In Simon’s opinion, the most troubling aspect of diet is diabetes. Our country’s obsession with weight and no-fat foods has caused us to lose sight of the bigger picture -- preserving our metabolism. By consuming too many refined sugar products such as those in Pepsi drinks designed to make us lose weight, we are in essence damaging our bodies.

“There is no question that we are on the brink of a health crisis and what is coming is worse. Children are being diagnosed with Type 2 diabetes, traditionally called adult-onset, because we have overloaded our kids with too much sugar," she said. "We have a new generation growing up being sick and that’s going to put more strain on healthcare system. We have brought this on ourselves by the nature of the food environment because companies market 24/7 and people are hooked on tasty beverages and so we are physically paying the price.”


So what is the answer to solving the crisis? Clearly any governmental ban or regulation on soda drinks is not going to work as New York City Major Michael Bloomberg discovered. The politician’s health plan to keep large sugary drinks out of restaurants and eateries by introducing a law prohibiting businesses from selling soda and other sugary beverages larger than 16 ounces was dubbedunconstitutional and rejected by the state Supreme Court this year, despite the fact that Bloomberg claimed more than 2,000 New Yorkers had died from diabetes since March 12 when the law was struck down.

Simon says corporate transparency is a good way to begin: “It’s about exposing corporations for what they are about – marketing and selling their products at all costs and engaging in PR campaigns to make it look like they are the good guys by covering up their tracks.  The emphasis needs to be on the types of marketing and PR lobbying practices that the industry engages in so people understand that what they are selling is not the truth,” she said.

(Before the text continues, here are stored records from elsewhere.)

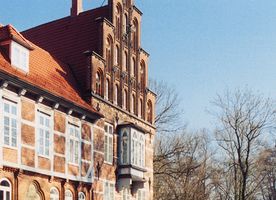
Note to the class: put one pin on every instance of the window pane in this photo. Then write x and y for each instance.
(14, 111)
(6, 108)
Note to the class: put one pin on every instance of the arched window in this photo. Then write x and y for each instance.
(142, 75)
(107, 88)
(81, 196)
(117, 55)
(132, 68)
(125, 99)
(68, 195)
(54, 194)
(116, 94)
(98, 83)
(149, 112)
(125, 148)
(118, 21)
(108, 54)
(5, 189)
(125, 62)
(132, 103)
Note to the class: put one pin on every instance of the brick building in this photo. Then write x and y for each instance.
(76, 112)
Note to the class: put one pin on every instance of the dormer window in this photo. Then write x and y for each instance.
(19, 56)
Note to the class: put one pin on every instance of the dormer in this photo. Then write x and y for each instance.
(19, 56)
(16, 47)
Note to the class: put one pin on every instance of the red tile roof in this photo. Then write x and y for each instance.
(45, 71)
(68, 38)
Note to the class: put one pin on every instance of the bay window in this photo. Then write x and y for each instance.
(10, 123)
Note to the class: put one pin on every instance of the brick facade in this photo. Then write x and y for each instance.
(70, 119)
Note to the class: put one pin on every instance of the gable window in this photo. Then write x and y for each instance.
(108, 54)
(10, 123)
(5, 190)
(54, 194)
(81, 196)
(74, 143)
(19, 56)
(109, 189)
(68, 195)
(44, 134)
(108, 143)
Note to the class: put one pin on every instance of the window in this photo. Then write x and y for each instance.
(19, 56)
(74, 144)
(44, 134)
(132, 68)
(108, 54)
(141, 194)
(125, 62)
(81, 196)
(138, 149)
(142, 76)
(107, 89)
(54, 194)
(109, 189)
(68, 195)
(126, 194)
(149, 112)
(98, 83)
(118, 22)
(140, 113)
(117, 55)
(132, 103)
(5, 190)
(125, 24)
(124, 104)
(116, 94)
(10, 123)
(108, 143)
(125, 148)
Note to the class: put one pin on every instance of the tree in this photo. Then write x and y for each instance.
(168, 113)
(243, 117)
(181, 167)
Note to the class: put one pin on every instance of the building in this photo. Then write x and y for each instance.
(76, 112)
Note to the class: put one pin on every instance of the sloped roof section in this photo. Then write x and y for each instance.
(45, 71)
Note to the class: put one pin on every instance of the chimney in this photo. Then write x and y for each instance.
(76, 7)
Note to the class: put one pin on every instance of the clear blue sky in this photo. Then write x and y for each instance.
(200, 47)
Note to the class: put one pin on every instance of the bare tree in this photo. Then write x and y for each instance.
(181, 167)
(243, 117)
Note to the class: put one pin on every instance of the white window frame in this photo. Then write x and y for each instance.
(54, 194)
(68, 195)
(109, 191)
(108, 143)
(11, 117)
(76, 140)
(19, 56)
(44, 128)
(81, 196)
(138, 149)
(6, 189)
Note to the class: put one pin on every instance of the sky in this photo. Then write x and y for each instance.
(201, 48)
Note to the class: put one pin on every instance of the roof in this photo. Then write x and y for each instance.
(45, 71)
(68, 38)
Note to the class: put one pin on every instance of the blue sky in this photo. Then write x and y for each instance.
(199, 47)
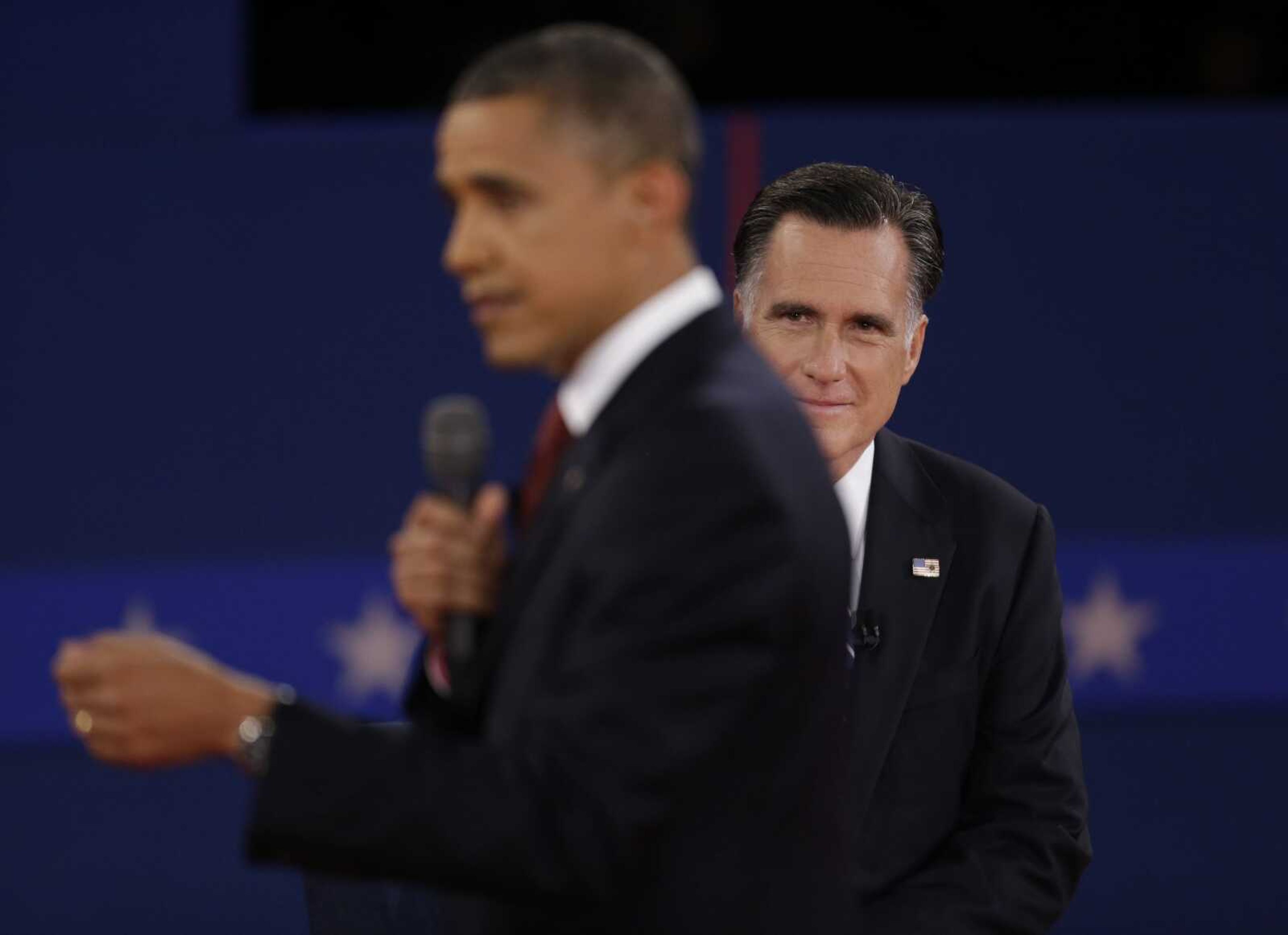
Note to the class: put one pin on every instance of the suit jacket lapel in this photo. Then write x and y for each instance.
(643, 396)
(905, 522)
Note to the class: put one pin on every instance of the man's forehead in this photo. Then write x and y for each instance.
(804, 253)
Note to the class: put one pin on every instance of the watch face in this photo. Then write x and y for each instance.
(256, 735)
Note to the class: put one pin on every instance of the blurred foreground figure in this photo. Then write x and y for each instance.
(970, 811)
(650, 739)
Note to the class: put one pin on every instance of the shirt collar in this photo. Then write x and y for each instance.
(853, 490)
(616, 353)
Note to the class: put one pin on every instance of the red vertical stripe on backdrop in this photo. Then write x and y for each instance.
(742, 178)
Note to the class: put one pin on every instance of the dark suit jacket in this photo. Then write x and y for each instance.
(970, 804)
(661, 693)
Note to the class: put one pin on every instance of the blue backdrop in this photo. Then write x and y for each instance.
(217, 337)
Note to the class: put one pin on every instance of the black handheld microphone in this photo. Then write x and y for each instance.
(455, 442)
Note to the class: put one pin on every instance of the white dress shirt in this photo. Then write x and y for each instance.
(604, 366)
(853, 490)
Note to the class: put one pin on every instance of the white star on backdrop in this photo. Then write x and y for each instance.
(375, 651)
(1106, 630)
(138, 619)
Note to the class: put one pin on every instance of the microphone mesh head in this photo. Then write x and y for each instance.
(455, 441)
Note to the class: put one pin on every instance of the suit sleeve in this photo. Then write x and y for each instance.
(674, 644)
(1022, 843)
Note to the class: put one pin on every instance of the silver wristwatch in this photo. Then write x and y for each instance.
(256, 735)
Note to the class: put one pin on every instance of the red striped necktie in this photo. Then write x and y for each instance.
(552, 442)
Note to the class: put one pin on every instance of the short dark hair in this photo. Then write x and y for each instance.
(853, 199)
(611, 80)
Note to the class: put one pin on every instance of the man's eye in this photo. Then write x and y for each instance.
(507, 200)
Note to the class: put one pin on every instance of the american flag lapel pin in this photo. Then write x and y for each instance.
(925, 569)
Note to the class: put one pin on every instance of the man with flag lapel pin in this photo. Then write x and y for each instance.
(970, 811)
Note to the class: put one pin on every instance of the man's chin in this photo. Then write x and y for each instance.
(503, 353)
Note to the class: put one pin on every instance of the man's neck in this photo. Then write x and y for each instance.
(660, 272)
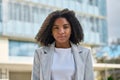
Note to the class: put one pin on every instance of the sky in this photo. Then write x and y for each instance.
(113, 19)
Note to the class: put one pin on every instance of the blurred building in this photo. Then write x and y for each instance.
(20, 20)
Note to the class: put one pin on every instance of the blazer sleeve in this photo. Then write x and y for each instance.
(36, 67)
(89, 72)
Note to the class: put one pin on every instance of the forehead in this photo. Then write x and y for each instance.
(61, 20)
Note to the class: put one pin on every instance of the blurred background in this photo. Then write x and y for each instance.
(20, 21)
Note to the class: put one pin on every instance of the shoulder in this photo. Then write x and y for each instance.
(84, 49)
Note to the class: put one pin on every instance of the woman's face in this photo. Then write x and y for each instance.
(61, 30)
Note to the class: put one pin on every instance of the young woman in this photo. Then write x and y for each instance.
(60, 56)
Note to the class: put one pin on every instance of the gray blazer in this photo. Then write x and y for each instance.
(43, 61)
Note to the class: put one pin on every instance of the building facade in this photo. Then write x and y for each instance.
(20, 21)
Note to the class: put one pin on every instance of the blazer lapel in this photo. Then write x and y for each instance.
(79, 65)
(47, 60)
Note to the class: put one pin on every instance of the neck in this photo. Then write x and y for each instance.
(62, 45)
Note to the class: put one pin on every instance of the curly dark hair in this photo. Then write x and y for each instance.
(44, 36)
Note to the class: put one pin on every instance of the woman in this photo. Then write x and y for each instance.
(60, 57)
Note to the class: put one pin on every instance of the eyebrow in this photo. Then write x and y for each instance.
(63, 25)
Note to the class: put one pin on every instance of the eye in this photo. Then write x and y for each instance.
(66, 26)
(55, 27)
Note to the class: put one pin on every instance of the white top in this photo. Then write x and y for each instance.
(63, 67)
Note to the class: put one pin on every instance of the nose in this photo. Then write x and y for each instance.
(61, 31)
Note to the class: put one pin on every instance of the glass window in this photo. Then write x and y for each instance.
(80, 1)
(26, 13)
(19, 48)
(35, 14)
(91, 2)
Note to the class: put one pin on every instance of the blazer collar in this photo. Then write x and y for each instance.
(76, 54)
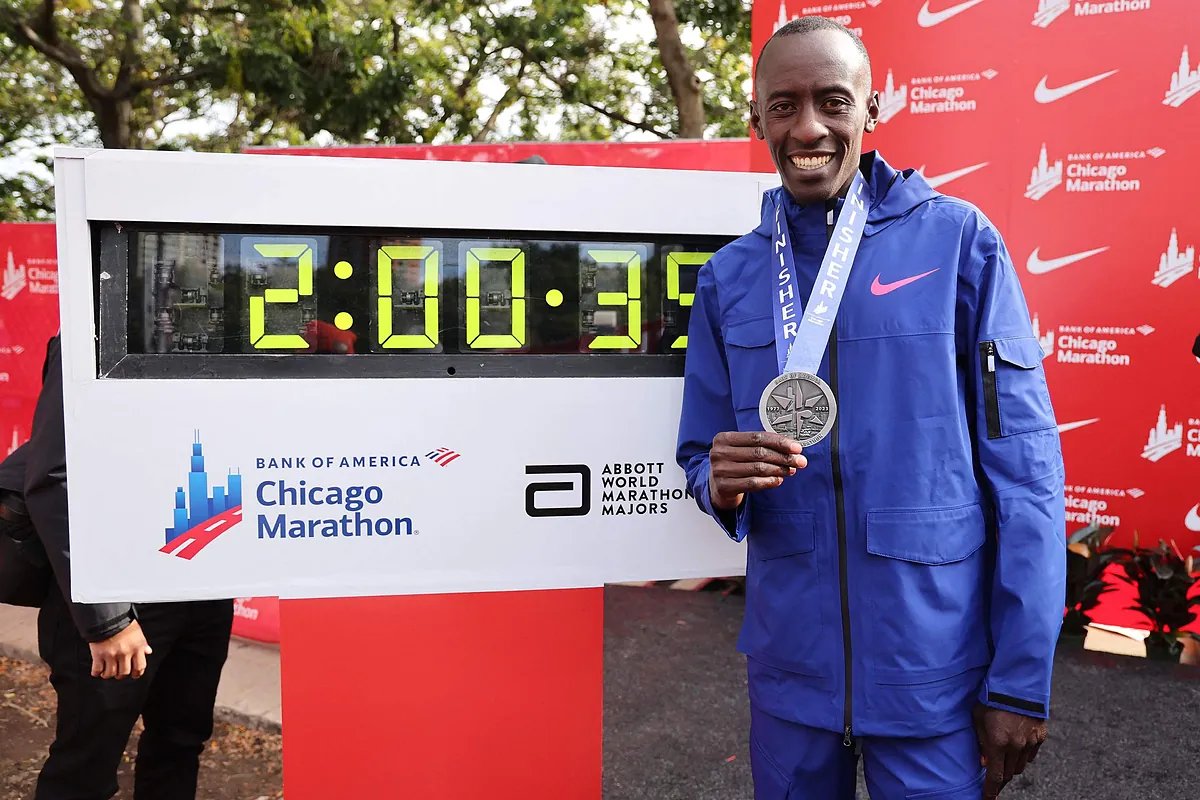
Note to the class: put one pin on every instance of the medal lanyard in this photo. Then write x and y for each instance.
(801, 346)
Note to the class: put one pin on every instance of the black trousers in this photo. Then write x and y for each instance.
(174, 698)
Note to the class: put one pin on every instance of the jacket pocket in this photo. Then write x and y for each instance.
(1014, 389)
(784, 619)
(750, 349)
(927, 593)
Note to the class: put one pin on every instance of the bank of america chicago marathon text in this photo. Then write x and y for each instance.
(352, 522)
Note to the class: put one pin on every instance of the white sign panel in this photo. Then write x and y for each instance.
(324, 377)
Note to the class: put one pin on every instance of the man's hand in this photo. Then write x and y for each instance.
(120, 656)
(1007, 743)
(750, 462)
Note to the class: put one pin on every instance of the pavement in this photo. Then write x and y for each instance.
(249, 693)
(676, 714)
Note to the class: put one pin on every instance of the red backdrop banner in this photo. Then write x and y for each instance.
(1071, 125)
(29, 317)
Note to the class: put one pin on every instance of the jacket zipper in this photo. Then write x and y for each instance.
(840, 503)
(991, 400)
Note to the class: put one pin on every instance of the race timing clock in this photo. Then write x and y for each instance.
(312, 377)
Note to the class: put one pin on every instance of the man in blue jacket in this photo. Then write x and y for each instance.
(895, 469)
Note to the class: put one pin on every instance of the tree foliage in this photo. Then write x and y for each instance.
(225, 74)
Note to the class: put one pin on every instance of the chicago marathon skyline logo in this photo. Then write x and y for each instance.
(1164, 438)
(201, 516)
(1050, 10)
(13, 280)
(1185, 83)
(1175, 262)
(1114, 170)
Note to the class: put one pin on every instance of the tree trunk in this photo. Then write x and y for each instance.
(113, 118)
(685, 85)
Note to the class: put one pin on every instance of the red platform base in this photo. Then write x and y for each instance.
(441, 697)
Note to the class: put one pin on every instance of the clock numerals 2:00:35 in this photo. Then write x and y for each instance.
(229, 292)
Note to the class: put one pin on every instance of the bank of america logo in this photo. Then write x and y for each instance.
(1185, 83)
(892, 98)
(13, 280)
(443, 456)
(201, 516)
(1163, 438)
(1044, 178)
(1174, 264)
(1045, 341)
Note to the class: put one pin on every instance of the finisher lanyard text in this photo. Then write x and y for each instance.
(802, 346)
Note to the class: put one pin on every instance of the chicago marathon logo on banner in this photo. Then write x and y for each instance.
(1167, 437)
(1096, 344)
(947, 94)
(1175, 262)
(1050, 10)
(1185, 83)
(33, 276)
(835, 11)
(1115, 170)
(1089, 504)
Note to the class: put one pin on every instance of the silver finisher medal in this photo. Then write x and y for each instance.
(798, 404)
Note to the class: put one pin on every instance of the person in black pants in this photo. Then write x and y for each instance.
(114, 662)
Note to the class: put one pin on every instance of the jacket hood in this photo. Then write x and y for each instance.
(893, 193)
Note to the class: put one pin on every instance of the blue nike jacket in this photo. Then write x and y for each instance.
(917, 565)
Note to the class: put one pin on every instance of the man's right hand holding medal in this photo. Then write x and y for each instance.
(749, 461)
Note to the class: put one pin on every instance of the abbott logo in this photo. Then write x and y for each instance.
(1185, 83)
(1163, 439)
(580, 488)
(1044, 176)
(13, 280)
(1174, 264)
(893, 98)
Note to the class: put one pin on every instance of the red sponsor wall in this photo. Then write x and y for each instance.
(29, 317)
(1072, 126)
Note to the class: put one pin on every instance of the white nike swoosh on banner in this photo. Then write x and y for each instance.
(1038, 266)
(1071, 426)
(927, 18)
(1043, 94)
(1193, 518)
(946, 178)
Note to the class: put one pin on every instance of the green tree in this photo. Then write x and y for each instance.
(127, 73)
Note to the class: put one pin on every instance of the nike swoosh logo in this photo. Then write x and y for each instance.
(1043, 94)
(880, 289)
(946, 178)
(1071, 426)
(927, 18)
(1193, 518)
(1039, 266)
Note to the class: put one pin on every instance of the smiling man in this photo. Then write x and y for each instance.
(864, 404)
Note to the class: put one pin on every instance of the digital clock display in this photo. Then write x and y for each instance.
(549, 304)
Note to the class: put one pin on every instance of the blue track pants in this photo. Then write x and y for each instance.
(792, 762)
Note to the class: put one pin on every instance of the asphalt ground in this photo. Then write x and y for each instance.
(677, 715)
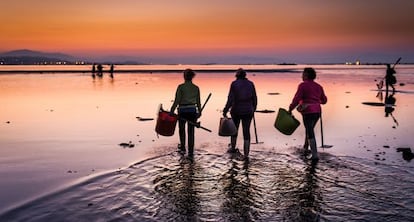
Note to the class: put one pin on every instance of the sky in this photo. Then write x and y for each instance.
(189, 31)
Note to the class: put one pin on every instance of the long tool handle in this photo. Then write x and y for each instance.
(321, 131)
(396, 62)
(255, 129)
(208, 97)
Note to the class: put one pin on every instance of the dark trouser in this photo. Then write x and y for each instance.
(190, 116)
(310, 120)
(246, 120)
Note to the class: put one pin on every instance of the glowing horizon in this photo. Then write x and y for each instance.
(232, 27)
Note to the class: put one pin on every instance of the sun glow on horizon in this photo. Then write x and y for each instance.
(157, 26)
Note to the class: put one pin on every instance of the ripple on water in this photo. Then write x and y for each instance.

Other suggestions to curb consumption include taxes on sugar, restrictions placed on advertisements, and even age requirements on purchasing sugary foods.  However, many argue that such measures impinge on our personal freedoms and would give the government excessive control over aspects of our diet and lifestyle.  Moreover critics say regulations would be futile and not fix the obesity epidemic.

It’s no secret that as a society we’re hardwired to want sugar – it’s addictive and corporations know that and will always be motivated by profit.  It is therefore the responsibility of the government to put forward viable alternatives to counter this mentality in order to protect the general welfare of its citizens.

Government-led advertising campaigns that raise awareness and offer feasible substitutions to sugar drinks could therefore be effective as a solution.  Such measures could be as achieved through promoting healthy, natural alternatives such as drinking club soda and squeezing a dash of lemon as a replacement for artificially flavored lemon water, which in the long run would improve our health and wellbeing.

As the cola wars continue, the role of activism in exposing multi-national corporations should not be underestimated.  While Pepsi won the latest battle, the efforts of CUNY students in raising awareness through the “KillerCoke” campaign is a powerful example of how “people-power” can directly pressure other powerful players around the globe to listen and make changes.